In einem Forschungsprojekt mit Bosch, Siemens, der deutschen Edelmetallindustrie und weiteren Instituten untersuchten Professor Mücklich und sein Team mit Hilfe der Nano-Tomographie erstmals, wie die Schädigung elektrischer Schaltkontakte genau vonstatten geht. Man wollte verstehen, wie sich der Energieschock beim Ein- und Ausschalten auf den Kontaktwerkstoffes auswirkt. Die Saarbrücker Wissenschaftler konnten zeigen, wie dieser Mikroblitz in Nanodimensionen das Innenleben des Kontaktwerkstoffs verändert und am Ende die Lebensdauer des Bauelementes verkürzt. Mit diesen Erkenntnissen sollen nun neue Materialien entwickelt werden, denen die extreme Hitze des Funkens von bis zu 6000 °C nichts ausmacht. „Mit robusteren Materialien und einem maßgeschneiderten Innenleben der Werkstoffe wird man die Haltbarkeit von elektrischen Schaltsystemen wesentlich erhöhen können“, versichert Frank Mücklich. „Möglicherweise wir man auch mit weniger kostbaren Edelmetallen auskommen als heute, wo noch Silber oder Platin verwendet wird.“
Zukunftsweisend könnten hierbei auch die so genannten „Carbon Nano Tubes“ sein, an denen wegen ihrer extremen Eigenschaften weltweit intensiv geforscht wird. Dabei sind Kohlenstoffatome in einem so genannten Nanoschlauch aneinander gehängt, der Strom und Wärme extrem gut leitet. Wenn die theoretischen Erkenntnisse den Praxistest bestehen, ließe sich daraus eine völlig neue Generation von Kontaktwerkstoffen entwickeln. Professor Pulickel M. Ajayan von der Rice University in Texas, USA, hat deshalb zu diesem Thema einen Vortrag bei der Eröffnung des MECS gehalten. Ajayan ist ein weltweit gefragter Spezialist auf dem Gebiet der Carbon Nano Tubes.

Neue Technologien
Nicht nur gewußt wie, sondern warum. Dieses Prinzip treibt die Materialforscher vom MECS in Saarbrücken stets zu neuen Höchstleistungen. Wie und warum wird die Lebensdauer von elektrischen Bauteilen durch das Ein- und Ausschalten verkürzt? Was passiert da genau, wenn der heiße Funke überspringt? Neue Technologien wie die Nano-Tomographie geben Antworten auf diese spannenden Fragen, die natürlich auch unter wirtschaftlichen Aspekten interessant sind.

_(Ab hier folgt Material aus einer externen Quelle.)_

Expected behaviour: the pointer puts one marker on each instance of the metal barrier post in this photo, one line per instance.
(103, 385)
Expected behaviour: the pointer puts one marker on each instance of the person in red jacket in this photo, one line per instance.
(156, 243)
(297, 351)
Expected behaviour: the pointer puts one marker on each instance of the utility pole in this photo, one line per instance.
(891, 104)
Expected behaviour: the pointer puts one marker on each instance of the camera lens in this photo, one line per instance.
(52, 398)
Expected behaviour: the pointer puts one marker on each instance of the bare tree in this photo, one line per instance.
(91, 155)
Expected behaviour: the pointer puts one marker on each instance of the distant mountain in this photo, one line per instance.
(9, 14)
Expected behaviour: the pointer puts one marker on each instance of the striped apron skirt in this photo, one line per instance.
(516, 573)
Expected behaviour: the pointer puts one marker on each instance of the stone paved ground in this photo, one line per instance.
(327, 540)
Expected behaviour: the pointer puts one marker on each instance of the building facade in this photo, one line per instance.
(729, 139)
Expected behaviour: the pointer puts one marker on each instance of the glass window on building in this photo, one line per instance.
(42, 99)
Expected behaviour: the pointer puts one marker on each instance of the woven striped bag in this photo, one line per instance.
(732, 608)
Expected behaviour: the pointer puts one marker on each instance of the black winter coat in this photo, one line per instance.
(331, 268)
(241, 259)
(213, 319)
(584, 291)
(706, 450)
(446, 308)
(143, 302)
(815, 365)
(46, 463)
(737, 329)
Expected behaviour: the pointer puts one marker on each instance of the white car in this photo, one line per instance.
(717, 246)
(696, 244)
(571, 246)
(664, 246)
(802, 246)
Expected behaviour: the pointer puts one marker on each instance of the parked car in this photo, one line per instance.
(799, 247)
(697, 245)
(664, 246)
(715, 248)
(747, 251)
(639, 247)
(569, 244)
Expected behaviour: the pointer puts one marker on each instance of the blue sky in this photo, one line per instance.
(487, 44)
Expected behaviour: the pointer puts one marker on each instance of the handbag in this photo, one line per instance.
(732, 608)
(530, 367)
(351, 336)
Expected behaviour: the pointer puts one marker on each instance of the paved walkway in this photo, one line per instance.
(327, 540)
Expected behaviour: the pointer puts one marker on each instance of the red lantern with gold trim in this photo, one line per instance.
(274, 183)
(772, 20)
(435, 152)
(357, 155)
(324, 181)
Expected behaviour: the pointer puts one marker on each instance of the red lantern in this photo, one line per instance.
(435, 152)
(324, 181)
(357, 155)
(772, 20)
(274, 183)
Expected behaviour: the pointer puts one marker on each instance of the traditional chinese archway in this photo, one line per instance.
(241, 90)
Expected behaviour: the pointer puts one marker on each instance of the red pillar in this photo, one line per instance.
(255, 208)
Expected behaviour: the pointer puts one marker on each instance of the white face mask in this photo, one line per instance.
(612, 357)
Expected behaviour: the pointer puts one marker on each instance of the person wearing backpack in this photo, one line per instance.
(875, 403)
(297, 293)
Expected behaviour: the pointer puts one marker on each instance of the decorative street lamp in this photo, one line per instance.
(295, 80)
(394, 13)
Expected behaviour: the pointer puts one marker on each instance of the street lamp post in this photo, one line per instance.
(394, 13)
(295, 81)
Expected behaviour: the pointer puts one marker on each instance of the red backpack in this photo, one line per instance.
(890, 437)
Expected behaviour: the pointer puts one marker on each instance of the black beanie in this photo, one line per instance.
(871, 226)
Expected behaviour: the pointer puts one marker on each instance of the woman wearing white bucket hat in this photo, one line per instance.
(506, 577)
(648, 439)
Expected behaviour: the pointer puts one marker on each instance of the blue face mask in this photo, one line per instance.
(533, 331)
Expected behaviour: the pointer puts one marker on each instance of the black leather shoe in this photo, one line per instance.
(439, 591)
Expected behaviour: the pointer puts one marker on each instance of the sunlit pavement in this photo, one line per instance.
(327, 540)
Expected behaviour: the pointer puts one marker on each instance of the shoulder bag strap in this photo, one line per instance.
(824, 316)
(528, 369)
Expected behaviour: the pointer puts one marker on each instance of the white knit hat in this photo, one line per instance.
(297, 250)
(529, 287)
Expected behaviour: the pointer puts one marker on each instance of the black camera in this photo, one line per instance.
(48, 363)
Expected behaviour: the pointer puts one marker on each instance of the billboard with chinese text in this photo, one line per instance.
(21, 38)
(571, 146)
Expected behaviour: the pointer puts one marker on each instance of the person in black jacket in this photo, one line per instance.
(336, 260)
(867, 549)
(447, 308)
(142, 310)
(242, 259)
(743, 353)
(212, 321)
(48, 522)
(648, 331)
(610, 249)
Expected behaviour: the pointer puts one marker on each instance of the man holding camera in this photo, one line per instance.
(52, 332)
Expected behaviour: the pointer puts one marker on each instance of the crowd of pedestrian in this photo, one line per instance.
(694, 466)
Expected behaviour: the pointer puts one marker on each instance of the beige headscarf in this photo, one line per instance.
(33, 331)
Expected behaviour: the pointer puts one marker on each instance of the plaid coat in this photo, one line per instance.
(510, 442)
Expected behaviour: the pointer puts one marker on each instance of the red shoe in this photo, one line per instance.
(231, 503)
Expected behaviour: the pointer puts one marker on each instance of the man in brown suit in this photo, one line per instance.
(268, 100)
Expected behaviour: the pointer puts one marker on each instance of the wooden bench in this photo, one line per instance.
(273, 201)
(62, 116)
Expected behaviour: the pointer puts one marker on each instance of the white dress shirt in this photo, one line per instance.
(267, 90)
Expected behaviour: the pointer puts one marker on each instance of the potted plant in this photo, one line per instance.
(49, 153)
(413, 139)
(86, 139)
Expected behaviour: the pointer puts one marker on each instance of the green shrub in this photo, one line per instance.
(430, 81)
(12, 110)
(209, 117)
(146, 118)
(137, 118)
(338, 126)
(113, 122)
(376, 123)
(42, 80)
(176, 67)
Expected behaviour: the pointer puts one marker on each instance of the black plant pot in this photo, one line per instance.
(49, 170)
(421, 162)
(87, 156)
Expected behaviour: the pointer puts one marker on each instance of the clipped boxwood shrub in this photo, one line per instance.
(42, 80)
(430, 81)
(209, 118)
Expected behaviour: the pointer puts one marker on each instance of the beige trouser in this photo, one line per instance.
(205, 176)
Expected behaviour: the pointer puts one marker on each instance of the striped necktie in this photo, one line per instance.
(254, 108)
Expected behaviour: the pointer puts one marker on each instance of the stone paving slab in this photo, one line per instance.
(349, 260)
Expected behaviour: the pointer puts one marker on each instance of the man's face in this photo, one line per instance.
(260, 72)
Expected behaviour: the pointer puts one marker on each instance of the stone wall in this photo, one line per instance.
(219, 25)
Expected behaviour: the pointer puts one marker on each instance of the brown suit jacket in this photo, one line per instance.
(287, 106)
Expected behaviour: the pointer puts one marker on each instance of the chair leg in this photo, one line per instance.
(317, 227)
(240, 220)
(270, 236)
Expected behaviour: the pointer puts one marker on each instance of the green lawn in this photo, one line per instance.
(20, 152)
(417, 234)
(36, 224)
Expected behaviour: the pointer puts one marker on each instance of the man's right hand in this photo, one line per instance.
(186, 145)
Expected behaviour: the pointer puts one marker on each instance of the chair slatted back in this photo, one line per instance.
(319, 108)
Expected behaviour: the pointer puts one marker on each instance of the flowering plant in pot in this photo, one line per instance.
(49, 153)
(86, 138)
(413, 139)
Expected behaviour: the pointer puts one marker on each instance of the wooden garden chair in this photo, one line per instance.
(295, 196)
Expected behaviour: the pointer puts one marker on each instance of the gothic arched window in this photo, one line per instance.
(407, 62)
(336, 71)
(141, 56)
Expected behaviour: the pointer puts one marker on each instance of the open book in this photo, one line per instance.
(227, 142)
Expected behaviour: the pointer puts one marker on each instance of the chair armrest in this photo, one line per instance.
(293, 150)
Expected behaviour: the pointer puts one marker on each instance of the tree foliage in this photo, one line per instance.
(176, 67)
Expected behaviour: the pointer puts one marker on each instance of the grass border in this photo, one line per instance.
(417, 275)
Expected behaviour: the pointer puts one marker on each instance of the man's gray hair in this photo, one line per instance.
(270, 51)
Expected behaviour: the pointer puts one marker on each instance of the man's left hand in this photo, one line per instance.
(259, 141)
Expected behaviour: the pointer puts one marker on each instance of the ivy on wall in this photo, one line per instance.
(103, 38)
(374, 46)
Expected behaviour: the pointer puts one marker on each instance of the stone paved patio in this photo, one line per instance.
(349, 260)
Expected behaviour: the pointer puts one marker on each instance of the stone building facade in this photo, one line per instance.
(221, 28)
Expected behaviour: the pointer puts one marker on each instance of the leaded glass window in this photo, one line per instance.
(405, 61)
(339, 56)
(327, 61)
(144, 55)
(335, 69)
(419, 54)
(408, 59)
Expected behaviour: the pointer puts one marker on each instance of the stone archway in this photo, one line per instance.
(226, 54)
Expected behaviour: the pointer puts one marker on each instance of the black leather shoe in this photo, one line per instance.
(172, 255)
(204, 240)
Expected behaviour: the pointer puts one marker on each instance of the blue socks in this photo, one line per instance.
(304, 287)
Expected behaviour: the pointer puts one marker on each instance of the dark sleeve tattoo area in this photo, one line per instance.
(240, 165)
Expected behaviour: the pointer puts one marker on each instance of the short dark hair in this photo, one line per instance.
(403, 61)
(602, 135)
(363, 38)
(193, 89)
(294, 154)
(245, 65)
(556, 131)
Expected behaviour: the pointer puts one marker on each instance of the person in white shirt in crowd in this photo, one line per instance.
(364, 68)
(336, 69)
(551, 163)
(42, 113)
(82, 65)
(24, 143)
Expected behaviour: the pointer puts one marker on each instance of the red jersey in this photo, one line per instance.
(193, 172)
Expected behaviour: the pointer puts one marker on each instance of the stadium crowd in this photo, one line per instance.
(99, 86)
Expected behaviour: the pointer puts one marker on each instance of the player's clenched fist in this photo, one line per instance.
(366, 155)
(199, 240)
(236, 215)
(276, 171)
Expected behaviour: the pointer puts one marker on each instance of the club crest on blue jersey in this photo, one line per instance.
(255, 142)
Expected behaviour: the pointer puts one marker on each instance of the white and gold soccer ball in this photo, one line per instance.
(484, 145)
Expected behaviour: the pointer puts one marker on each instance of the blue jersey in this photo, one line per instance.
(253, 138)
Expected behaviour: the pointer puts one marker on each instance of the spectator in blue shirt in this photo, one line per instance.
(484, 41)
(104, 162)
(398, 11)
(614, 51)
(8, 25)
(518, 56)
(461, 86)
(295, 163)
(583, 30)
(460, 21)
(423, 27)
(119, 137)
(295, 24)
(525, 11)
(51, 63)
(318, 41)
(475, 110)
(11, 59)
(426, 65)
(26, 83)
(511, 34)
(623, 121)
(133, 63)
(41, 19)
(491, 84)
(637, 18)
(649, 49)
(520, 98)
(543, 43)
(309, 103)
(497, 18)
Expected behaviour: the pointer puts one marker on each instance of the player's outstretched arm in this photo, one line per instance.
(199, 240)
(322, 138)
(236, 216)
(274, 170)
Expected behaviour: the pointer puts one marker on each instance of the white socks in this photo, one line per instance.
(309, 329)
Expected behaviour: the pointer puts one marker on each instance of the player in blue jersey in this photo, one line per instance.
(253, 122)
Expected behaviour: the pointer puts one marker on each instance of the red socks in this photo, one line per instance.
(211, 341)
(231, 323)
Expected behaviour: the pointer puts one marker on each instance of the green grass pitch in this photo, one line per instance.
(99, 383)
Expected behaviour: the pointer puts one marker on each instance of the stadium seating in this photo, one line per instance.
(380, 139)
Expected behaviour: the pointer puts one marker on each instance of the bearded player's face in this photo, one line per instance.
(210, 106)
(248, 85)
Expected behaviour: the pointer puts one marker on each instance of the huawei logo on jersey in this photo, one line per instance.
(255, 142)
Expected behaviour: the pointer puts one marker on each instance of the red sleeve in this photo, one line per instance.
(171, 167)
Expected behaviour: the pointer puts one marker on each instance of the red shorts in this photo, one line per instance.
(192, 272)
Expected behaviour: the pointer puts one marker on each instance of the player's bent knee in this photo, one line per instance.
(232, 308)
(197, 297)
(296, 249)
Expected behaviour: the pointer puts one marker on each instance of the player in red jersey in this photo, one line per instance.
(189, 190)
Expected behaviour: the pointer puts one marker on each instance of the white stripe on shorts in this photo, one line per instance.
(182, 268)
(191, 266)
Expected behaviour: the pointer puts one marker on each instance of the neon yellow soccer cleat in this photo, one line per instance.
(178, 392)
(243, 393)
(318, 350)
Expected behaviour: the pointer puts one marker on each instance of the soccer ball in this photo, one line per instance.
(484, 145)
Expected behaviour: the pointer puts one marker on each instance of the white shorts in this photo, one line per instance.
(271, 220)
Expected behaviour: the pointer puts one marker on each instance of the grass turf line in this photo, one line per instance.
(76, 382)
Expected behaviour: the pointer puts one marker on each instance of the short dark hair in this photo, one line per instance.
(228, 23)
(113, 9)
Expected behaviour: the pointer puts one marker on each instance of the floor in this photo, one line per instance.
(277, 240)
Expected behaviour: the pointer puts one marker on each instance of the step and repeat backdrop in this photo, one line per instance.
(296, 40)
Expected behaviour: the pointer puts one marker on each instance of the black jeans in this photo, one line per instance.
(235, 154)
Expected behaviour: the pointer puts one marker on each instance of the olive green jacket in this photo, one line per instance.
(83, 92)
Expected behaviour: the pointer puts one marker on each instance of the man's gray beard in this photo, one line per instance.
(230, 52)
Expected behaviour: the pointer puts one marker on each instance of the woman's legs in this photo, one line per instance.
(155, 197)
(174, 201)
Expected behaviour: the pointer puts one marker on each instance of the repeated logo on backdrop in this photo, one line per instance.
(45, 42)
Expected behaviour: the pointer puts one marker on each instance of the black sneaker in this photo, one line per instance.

Steinbeis-Zentrum für Materialforschung
In Saarbrücken befindet sich das erste Steinbeis-Zentrum, das sich mit den Disziplinen Materialwissenschaft und Werkstofftechnik beschäftigt. Das „Material Engineering Center Saarland“ (MECS) wird von Frank Mücklich, Professor für Funktionswerkstoffe der Universität des Saarlandes, geleitet und hat rund 40 Mitarbeiter. Zu den Aufgaben des Teams zählt die Übertragung von Ergebnissen aus der Grundlagenforschung in industrielle Anwendungen. Das neue Zentrum befindet sich auf dem Campus der Universität und wird von der saarländischen Landesregierung mit 5 Mio. Euro unterstützt.